With Mayim’s book about attachment parenting coming out soon, I have been reflecting on my own mother’s experience. She has kindly agreed to let me write about her ordeal and I want to thank her for allowing me to share her story. (Please note that my interpretation of the events and the conclusions I have drawn are entirely my own).
It was another time, another generation, and things were different. My mother didn’t ask the questions we ask now, as most people blindly followed doctors’ orders. The trust in the white coat was immeasurable. My mother’s recollection of my birth story has some holes in it from the fog of memory, but it is an extraordinary story nonetheless.
She miscarried before I was conceived and lost an ovary and fallopian tube in the process. An elevator door shut on her stomach and caused the miscarriage, but there was a giant cyst in her uterus that would have caused it eventually anyway. In any event, the fact she got pregnant with me is pretty miraculous considering she had half the equipment. Her pregnancy was non-eventful and like most first babies, I was a few days overdue.
The doctor stripped her membranes and it was incredibly painful. She thinks they gave her drugs to induce and remembers getting an epidural. She had an episiotomy (from what I can tell, they cut through all layers and then cut some more when I got stuck) that caused her almost unbearable discomfort. I was born healthy with a full head of hair, but my mother was too weak to hold me for long. Towards the end of her one-week hospital stay, her self-disintegrating stitches gave way prematurely and she started hemorrhaging. Two blood transfusions later, she was stable but needed to stay in the hospital for an additional week. She was still too feeble to hold me for long.
The day after she was released from the hospital, she was rushed back by ambulance in excruciating pain. The unexplained pains she experienced for the nine months of her pregnancy were finally diagnosed as she was at long last allowed to get an X-ray. She had gallstones stuck in her bile duct and was severely jaundiced. She had to wait a week in the hospital until they could remove her gall bladder. She was weak, in pain, and recovering from a major surgery. She could hold me and cuddle me, but only for brief amounts of time. She stayed in the hospital for another week after the surgery, and the nurse who was caring for me stayed on for two additional weeks after she got home.
Those were the first six weeks of my life. Incredibly, things went from bad to worse. When I was 12-weeks-old, my father went in for a routine hernia operation. He came out with a diagnosis of Stage IV cancer.
My mother has incredible guilt over these events, and I have told her repeatedly that she is not to blame. But these events put us on a path that, even though no one is at fault, I feel had irreversible consequences: I did not bond with my mother in the first few weeks of my life. There was no skin-on-skin, no breastfeeding, limited holding, and certainly no “wearing me” (was that even an option 30+ years ago in the Western Hemisphere?). For the first six weeks of my life, we had very limited interaction. And then after 12 weeks, I’m not sure how emotionally present she could have been. I can’t fathom how hard it must have been for her when my father was diagnosed with cancer. Caring for a newborn while trying to also focus on saving your husband’s life? Unimaginable.
My father died just after my fourth birthday. Those four years must have been so terribly difficult for my mother. It is a testament to her strength that she is here today: strong, loving, and enjoying being a bubbe every minute of every day.
I don’t wonder what might have been if circumstances had been different. This was our lot in life. My mother did the very best she could. She took me to baby events, children’s theater, parks, and story time at the library. And yet, for as long as I can remember, I have felt that something was missing; I am quite certain some of it stems from this period. There is a disconnect with my mother that I am sad about but also accept since there is nothing any of us can do to reverse those first few weeks of my life. The experience shaped us, but it did not define us.

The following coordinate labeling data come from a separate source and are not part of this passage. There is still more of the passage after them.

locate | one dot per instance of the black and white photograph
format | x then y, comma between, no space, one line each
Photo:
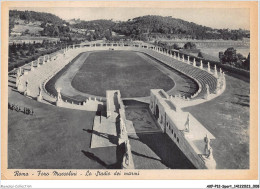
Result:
128,88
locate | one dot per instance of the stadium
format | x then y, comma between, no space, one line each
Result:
131,105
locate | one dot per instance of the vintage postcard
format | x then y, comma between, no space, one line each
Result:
129,90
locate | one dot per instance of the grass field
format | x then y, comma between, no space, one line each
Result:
227,118
119,70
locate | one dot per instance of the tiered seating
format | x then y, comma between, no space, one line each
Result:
201,76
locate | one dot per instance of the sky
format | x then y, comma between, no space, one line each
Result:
219,18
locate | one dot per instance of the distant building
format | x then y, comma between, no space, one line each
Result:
15,34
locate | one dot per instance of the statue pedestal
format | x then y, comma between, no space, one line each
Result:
59,103
127,162
20,88
121,140
26,92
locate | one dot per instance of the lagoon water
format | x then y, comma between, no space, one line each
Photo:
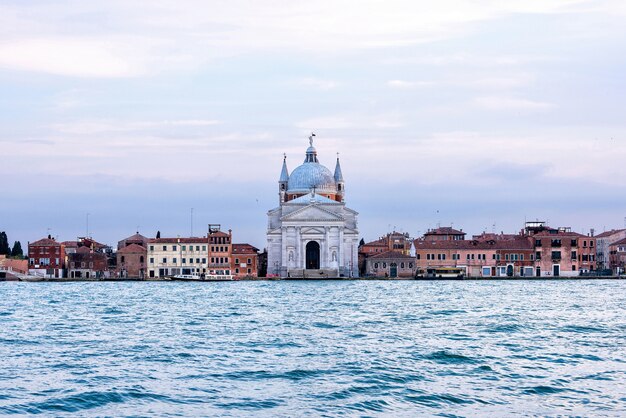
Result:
314,348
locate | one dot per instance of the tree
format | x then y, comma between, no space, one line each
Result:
17,250
4,244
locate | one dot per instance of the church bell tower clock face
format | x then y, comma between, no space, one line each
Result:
312,234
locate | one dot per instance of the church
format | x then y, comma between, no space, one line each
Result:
312,234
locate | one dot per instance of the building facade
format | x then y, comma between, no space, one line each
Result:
312,233
245,260
46,257
172,256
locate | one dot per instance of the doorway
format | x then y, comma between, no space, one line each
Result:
393,270
312,256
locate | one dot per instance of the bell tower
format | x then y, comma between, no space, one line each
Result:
283,181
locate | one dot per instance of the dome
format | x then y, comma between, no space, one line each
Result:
311,175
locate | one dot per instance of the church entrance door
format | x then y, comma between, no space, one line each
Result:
312,256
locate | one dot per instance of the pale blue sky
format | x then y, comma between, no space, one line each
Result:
467,112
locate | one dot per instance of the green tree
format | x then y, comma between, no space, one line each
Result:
4,244
17,250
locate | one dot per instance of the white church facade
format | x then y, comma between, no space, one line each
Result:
312,234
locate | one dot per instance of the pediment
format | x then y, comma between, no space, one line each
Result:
312,213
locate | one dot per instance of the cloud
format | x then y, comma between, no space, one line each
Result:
66,38
317,83
510,103
402,84
68,56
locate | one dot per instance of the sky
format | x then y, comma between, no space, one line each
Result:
120,116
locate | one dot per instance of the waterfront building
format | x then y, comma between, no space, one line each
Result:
393,241
444,233
220,250
87,263
46,257
561,252
245,260
172,256
617,254
474,257
312,233
133,239
131,261
514,255
390,264
603,242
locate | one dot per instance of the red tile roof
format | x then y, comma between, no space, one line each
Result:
445,230
244,249
45,242
189,240
609,233
132,249
392,254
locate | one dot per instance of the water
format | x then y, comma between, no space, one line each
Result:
353,348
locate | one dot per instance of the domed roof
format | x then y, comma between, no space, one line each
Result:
311,175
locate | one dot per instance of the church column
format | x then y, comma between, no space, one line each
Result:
326,247
283,249
341,263
298,252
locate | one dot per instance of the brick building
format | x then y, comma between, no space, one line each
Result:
391,264
87,263
245,260
131,261
603,242
46,257
561,252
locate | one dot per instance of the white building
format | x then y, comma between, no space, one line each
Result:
173,256
312,233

When I had my first child, I breastfed him, wore him in more types of baby carriers than I care to admit, and enveloped him in my arms at every opportunity so I could inhale his very essence. I would hold him close and cuddle whenever I could. We looked deeply into each other’s eyes for hours while breastfeeding, getting to know one another so well we could communicate without sounds or words. I have no doubt we developed a deep bond from those first few weeks of his life.
My mother did not have a choice about whether she wanted to do attachment parenting, or even whether to nurse me. But most of us do enjoy that freedom, and we should not take it for granted. I’m grateful for being able to choose to practice some aspects of attachment parenting, and I am hopeful that the bond I’ve created with my son will endure and lead him to a happy life.